Favorables à une totale transparence des opinions et des prises de positions, les libertaires ne sont cependant pas naïfs. Cette utopie de la transparence ne tient pas face aux États totalitaires et aux recherches policières. C’est pourquoi, pour préserver les militants, les « crypto-anarchistes », surtout localisés aux ÉU, proposent d’utiliser la cryptographie sans limite, voire de coder à 100 % les messages sur l’Internet, comme l’affirme dès 1988 Timothy MAY dans son Manifeste crypto-anarchiste1246 où il singe le Manifeste Communiste de MARX puisqu’il commence en affirmant « A specter is haunting the modern world, the specter of crypto anarchism ». Même le modéré Phil ZIMMERMAN, le très célèbre inventeur et diffuseur du logiciel de cryptographie PGP (Pretty Good Privacy) affirme ses tendances libertaires. Il est loin cependant de la revendication libertaire plus radicale des cypherpunks (cipher veut dire chiffre en anglais) animés par Bill STEWART sur San Francisco1247. Très optmistes dans l'usage libérateur de la techologie, les cypherpunks prévoient l'avènement d'individus autonomes, mais peu nombreux. Vision élitiste, voire anarcho-capitaliste, analyse le collectif Ippolita1248. C'est dans ce groupe qu'a milité ASSANGE le fondateur de WikiLeaks
Cette volonté de rendre illisible les textes, messages, méls, et d'autoriser l'absence de signature (comme avec le logiciel TOR1249)... permet bien sûr une protection pour les militants politiques, les penseurs hors norme, les marginaux autrement réduits à l'impuissance. Les idées, les liens peuvent s'opérer malgré censure et répression. Mais cela profite aussi aux consommateurs de drogues, aux fraudeurs en tout genre, aux terroristes et à tous les corbeaux, lâches et veules, qui multiplient les rumeurs, les harcèlements et les intrusions dans la vie privée... Le scandale Gossip (en France en 2015) et un usage immodéré des réseaux sociaux révèlent la fragilité des valeurs de dignité, de respect de la vie priévée chez les ados et les autres. D'autre part le deep web ou dark web ou darknet… est un lieu pas toujours recommendable et la liberté totale d'écriture peut être nauséabonde. L’État au nom du domaine réservé de la Défense Militaire a tout fait pour limiter la cryptologie et ses applications. Cependant dans les pays développés, cette cryptologie se libéralise largement ; elle le doit plus aux nécessités commerciales et financières (préserver le secret des cartes bancaires par exemple) qu’aux exigences anarchisantes !

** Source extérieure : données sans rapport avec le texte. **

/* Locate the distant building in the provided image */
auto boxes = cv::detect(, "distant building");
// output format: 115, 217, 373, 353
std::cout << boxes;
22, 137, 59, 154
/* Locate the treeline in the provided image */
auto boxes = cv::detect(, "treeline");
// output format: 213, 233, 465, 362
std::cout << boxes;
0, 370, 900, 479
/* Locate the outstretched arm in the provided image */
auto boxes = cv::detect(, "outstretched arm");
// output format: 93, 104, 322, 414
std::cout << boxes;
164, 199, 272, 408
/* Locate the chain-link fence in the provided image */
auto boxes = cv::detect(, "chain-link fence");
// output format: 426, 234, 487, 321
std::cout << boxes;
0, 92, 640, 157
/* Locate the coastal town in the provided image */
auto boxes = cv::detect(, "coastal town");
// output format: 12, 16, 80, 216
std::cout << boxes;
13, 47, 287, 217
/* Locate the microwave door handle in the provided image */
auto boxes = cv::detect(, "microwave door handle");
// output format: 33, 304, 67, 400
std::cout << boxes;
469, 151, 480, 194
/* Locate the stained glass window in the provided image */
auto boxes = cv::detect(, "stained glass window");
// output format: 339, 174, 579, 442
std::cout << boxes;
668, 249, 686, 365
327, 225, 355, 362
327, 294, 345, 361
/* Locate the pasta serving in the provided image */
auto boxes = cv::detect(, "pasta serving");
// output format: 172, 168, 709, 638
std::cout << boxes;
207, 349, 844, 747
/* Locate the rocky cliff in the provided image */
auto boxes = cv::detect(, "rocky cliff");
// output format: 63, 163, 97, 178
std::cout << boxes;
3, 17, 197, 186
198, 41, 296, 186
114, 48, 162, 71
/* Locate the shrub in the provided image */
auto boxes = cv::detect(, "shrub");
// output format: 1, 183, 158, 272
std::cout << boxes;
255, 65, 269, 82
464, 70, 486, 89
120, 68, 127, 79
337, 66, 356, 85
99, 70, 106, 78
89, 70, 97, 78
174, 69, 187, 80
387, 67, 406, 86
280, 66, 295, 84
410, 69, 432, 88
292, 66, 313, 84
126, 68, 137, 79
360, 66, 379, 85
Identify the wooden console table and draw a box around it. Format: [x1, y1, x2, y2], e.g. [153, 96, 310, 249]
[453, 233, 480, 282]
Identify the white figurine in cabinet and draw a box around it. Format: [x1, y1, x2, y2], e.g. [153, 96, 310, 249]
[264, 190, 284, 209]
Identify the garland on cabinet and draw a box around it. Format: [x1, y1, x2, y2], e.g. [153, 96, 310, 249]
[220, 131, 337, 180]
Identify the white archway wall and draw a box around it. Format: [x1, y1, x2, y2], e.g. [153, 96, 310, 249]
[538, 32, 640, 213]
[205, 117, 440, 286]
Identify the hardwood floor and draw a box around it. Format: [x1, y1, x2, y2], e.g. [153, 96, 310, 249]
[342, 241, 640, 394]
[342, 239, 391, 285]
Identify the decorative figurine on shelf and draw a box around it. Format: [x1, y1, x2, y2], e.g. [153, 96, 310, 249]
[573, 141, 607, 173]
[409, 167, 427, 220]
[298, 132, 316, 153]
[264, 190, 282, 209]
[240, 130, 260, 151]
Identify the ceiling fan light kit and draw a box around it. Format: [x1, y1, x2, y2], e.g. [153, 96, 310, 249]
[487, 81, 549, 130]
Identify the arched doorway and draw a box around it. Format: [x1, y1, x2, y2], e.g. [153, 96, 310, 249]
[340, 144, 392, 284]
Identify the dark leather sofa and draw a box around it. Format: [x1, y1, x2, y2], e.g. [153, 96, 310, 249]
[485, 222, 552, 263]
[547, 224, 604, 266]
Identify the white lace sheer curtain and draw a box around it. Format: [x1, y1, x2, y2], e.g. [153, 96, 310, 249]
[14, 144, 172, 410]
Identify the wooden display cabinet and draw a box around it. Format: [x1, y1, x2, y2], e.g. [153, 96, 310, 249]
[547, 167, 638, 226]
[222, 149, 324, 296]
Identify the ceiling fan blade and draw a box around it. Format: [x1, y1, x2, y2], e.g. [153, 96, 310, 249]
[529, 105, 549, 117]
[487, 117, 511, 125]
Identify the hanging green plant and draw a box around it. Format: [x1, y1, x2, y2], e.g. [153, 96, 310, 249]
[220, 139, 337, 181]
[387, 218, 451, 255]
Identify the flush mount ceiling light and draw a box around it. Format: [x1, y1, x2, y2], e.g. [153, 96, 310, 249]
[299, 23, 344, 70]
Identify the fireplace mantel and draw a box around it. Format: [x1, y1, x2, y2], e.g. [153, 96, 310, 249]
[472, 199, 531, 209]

Un autre axe de la transparence totale comme garante (supposée) de la démocratie réelle et révolutionnaire assumée par une information sans entrave est relancée par Wikileaks (http://wikileaks.org/ et http://wikileaksfrance.com/) essentiellement dans les années 2010-2011. Tout diffuser, y compris des remarques personnelles ou privées, des coups de gueule non publics… pose parfois problème. La vie privée semble un peu violée, même si c'est pour la bonne cause ; d'autre part se savoir menacé de diffusion impromptue risque de développer une dissimulation encore plus efficace et une totale langue de bois. On y perdra assurément en spontanéité et sans doute en véracité. D'autre part, la délation généralisée, souhaitée par Wikileaks ou sa scission OpenLeaks, n'est jamais apparue comme une valeur positive en milieu anarchiste. C'est le détournement de Big Brother apparemment pour la bonne cause, mais c'est également utiliser une forme de contrôle détestable avec sans doute des effets également détestables. Plus inquiétant encore, le modèle de Wikileaks pour assurer sa volonté de «transparence radicale» est fondé sur l'inverse de ce qu'il prône : l'opacité la plus absolue et une organisation très hiérarchisée (notamment depuis que le hacker australien Julian ASSANGE s'est emparé de sa direction). Certes il s'agit de ne pas donner prise à la répression et garantir la libre diffusion de ces informations sensibles, mais si des adeptes d'une autre idéologie (anti-libertaire par exemple) s'emparent d'un tel outil, tout se retournerait contre nos libertés. Enfin ASSANGE lui-même reste éminemment problématique en termes libertaires ; par ses propres affirmations, on doit le ranger plutôt parmi les libertariens, qui visent comme il le dit lui-même à rendre «le capitalisme plus libre et plus éthique», mais pas à le supprimer1250.